I am convinced that the trial judge formulated a sentence after careful consideration of the past life and habits of the appellant. He gave consideration not only to the appellant’s “many years of outstanding faithful service,” but also to the evidence that the appellant was apparently “suffering from some emotional and mental handicaps . . .” The judge was “not convinced that there’s any strong, almost overriding compulsion on your part to give in to that attraction you apparently feel toward children” and stated that in his view that lessened the danger which the appellant poses to society. If anything, that statement indicated that the judge gave a less severe sentence than he might otherwise have imposed.
I therefore vote to affirm the decision of the Court of Military Review.

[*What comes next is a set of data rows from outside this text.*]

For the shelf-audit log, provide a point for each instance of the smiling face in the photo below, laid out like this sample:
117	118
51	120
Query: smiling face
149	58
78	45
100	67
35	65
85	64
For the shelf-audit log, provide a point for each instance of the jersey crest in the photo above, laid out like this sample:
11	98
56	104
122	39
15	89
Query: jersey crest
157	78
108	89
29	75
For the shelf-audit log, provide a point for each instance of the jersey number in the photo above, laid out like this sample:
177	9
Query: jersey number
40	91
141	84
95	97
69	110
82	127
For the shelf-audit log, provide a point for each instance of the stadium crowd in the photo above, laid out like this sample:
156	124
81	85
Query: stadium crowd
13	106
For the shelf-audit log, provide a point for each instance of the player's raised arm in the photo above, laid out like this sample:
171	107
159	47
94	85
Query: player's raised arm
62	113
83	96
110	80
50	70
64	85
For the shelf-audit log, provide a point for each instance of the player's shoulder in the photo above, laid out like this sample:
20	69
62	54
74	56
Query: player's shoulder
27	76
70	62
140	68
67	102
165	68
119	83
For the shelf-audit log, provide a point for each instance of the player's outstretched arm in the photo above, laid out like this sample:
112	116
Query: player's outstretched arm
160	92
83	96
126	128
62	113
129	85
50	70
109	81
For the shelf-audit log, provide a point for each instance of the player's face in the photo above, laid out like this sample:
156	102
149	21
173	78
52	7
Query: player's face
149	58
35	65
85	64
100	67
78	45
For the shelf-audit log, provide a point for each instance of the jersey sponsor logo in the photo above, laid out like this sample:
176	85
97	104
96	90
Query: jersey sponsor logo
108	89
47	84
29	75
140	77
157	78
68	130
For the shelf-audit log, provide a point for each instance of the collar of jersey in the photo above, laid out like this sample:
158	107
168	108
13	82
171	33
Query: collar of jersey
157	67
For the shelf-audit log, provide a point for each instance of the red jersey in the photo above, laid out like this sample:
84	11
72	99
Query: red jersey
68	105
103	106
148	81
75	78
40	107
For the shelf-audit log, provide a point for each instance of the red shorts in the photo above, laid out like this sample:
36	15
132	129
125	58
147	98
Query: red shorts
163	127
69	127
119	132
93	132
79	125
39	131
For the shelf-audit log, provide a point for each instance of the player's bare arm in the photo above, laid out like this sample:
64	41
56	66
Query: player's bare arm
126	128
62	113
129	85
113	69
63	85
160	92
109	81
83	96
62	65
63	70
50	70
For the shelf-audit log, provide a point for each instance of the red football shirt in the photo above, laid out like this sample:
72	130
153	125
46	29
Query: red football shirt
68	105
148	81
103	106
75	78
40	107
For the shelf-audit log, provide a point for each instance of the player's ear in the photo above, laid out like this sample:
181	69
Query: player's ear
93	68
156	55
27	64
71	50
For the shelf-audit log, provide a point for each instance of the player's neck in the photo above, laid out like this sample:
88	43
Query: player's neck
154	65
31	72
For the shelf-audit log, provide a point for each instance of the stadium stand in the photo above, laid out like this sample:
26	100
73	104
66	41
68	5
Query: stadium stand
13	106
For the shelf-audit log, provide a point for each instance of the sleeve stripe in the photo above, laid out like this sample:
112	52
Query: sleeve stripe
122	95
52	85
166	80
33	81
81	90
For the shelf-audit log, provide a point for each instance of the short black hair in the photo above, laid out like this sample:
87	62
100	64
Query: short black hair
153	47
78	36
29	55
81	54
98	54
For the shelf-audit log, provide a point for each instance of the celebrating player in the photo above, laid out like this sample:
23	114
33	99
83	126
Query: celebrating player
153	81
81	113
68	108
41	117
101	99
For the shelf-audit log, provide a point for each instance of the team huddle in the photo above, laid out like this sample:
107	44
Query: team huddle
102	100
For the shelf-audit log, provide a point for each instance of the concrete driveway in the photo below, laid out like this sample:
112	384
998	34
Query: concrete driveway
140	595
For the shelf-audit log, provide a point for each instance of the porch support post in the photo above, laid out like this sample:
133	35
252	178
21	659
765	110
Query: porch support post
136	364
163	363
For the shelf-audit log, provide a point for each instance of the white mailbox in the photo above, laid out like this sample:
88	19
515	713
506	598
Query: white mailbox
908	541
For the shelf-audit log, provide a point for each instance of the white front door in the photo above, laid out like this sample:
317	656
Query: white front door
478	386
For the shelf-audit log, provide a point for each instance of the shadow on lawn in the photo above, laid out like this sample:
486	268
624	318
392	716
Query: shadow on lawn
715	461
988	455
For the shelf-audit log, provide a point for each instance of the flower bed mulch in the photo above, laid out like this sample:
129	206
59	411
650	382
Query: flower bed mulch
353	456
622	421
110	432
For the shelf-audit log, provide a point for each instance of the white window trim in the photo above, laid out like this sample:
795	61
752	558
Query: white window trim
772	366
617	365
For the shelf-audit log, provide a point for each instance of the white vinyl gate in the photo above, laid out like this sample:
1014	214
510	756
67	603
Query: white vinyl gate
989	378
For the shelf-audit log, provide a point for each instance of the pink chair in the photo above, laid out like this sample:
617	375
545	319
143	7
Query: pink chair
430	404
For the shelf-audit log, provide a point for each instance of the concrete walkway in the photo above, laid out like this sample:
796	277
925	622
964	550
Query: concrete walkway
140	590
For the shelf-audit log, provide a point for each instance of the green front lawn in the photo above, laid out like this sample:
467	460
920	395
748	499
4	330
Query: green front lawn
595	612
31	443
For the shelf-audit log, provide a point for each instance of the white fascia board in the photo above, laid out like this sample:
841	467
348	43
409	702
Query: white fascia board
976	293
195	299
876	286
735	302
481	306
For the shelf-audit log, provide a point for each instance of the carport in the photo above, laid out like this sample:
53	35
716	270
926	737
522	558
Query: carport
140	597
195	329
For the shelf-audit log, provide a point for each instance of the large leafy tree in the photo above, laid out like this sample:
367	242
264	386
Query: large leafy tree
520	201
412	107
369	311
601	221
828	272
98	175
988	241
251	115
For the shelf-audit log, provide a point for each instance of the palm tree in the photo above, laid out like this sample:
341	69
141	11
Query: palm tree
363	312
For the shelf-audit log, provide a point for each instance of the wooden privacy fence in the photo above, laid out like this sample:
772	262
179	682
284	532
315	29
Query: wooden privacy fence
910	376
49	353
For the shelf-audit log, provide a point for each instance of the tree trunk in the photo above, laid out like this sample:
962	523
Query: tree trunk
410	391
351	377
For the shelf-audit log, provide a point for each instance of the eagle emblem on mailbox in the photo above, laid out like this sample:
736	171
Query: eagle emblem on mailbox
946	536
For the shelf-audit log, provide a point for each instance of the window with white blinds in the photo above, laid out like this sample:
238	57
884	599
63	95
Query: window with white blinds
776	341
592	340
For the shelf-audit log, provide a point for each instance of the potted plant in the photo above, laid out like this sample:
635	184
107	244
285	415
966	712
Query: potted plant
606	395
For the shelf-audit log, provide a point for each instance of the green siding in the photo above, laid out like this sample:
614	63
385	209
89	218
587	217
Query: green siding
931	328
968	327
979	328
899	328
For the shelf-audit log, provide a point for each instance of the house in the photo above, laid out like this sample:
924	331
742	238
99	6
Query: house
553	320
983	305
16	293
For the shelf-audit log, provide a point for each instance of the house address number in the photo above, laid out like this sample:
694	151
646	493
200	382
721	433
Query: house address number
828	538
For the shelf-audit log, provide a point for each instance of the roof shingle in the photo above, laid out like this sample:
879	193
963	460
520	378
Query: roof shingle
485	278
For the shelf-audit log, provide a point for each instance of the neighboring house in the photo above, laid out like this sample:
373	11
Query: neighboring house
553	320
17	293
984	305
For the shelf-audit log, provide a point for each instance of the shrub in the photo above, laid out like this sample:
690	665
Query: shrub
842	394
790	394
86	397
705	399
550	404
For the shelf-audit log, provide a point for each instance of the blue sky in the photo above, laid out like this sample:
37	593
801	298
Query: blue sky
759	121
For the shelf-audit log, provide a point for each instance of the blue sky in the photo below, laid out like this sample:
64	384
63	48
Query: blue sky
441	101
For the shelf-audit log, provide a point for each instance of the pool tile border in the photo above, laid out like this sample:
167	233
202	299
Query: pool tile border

. The gravity of these charges can readily be seen when the appellant’s stipulation of fact is read. On January 4, 1975, the appellant required a 7-year-old girl, who had been entrusted to his care, to perform fellatio upon him. On that same date, he also attempted, but failed to consummate a rectal as well as vaginal intercourse upon her person. He also displayed to her a picture of a woman engaged in an act of fellatio. On February 15, 1975, when the same child was again entrusted to his care, she was made to engage in similar acts of sodomy. He also again attempted to penetrate her rectum and her vagina but was unsuccessful. The appellant admitted that in January 1974 and on June 15, 1974, he fondled the body of another thirteen year old girl. Finally, the appellant acknowledged that he attempted to induce his fifteen year old babysitter to permit him to perform cunnilingus on her.
. The concept that the “punishment should fit the offender has never yet been held to eliminate general deterrence as a factor to be considered along with others. See M. Frankel, Criminal Sentences; Law Without Order, 106 (1972). This is so even though general deterrence concerns itself not with the individual offender but with the sentence’s impact on others.” United States v. Foss, 501 F.2d 522, 527 (1st Cir.1974). See also United States v. Davie, ACMS 24354, 1 M.J. 865 (A.F.C.M.R.1976); and United States v. Lucas, CM 434131, 2 M.J. 834 (A.C.M.R.1976).
. United States v. Mosely, 24 U.S.C.M.A. 173, 51 C.M.R. 392, 1 M.J. 350 (1976).